Case II : When the price is P3, your π = 0, in this case, you can
maximized your profits, when you produce Q3 quantity.
Case III : When the price is P2, We call it “Shut-down point”, P = AVC,
you can make your choice whether if you wants to keep producing or
not.
(1) P > AVC keep producing.
(2) P = AVC Shut-down point.
(3) AVC < P < AC, you have some losses, but you should still keep
producing, or you’ll loose more than stop producing.

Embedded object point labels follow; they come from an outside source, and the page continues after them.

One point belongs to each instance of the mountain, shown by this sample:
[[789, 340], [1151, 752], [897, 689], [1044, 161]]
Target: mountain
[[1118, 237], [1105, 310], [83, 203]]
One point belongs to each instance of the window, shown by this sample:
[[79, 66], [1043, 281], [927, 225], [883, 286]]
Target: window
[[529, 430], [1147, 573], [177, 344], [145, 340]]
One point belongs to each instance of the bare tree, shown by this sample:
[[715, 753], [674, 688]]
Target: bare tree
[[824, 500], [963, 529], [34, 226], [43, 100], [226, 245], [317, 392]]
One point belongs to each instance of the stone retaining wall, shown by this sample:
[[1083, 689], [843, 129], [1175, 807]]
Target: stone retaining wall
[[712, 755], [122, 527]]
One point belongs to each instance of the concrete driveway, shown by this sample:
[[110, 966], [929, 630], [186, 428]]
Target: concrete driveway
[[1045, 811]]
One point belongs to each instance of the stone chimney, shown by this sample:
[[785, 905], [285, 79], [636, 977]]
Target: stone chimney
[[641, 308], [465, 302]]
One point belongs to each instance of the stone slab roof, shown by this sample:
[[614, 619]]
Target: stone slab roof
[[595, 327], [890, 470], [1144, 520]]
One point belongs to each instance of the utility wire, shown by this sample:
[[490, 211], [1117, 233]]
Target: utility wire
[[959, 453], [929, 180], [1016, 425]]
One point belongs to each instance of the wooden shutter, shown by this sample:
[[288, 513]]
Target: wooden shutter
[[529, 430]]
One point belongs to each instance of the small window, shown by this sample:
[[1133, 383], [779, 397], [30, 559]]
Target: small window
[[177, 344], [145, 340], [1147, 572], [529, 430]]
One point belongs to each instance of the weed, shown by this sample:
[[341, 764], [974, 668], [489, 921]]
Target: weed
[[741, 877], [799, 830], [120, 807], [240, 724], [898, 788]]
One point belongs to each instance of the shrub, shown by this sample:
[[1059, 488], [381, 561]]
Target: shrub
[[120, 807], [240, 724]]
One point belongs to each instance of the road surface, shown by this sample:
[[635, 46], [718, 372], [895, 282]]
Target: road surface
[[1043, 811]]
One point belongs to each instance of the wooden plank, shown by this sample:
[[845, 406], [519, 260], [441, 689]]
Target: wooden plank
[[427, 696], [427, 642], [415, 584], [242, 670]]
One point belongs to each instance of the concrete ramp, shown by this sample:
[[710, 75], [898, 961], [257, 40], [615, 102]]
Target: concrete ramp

(4) P < AVC you should stop producing.
Case IV : When the price is P1, P < AVC, you should stop producing.
π -> profit
TR -> Total Revenue
TC -> Total Cost
TVC -> Total Variable Cost
TFC -> Total Fixed Cost
AVC -> Average Variable Cost
AFC -> Average Fixed Cost
TC = TVC + TFC
AC = TC/Q
AVC = TVC/Q
AFC = TFC/Q
Summary:
Solving Steps
(1) Watch the relationship between “Price” and “AVC”, if P<AVC, shut-
down and stop producing. If P < AVC, keep working, and use
F.O.C to get the quantity you should produce.
(2) Watch the relationship between “Price” and “AC” to make sure
your profits is greater than 0 or not.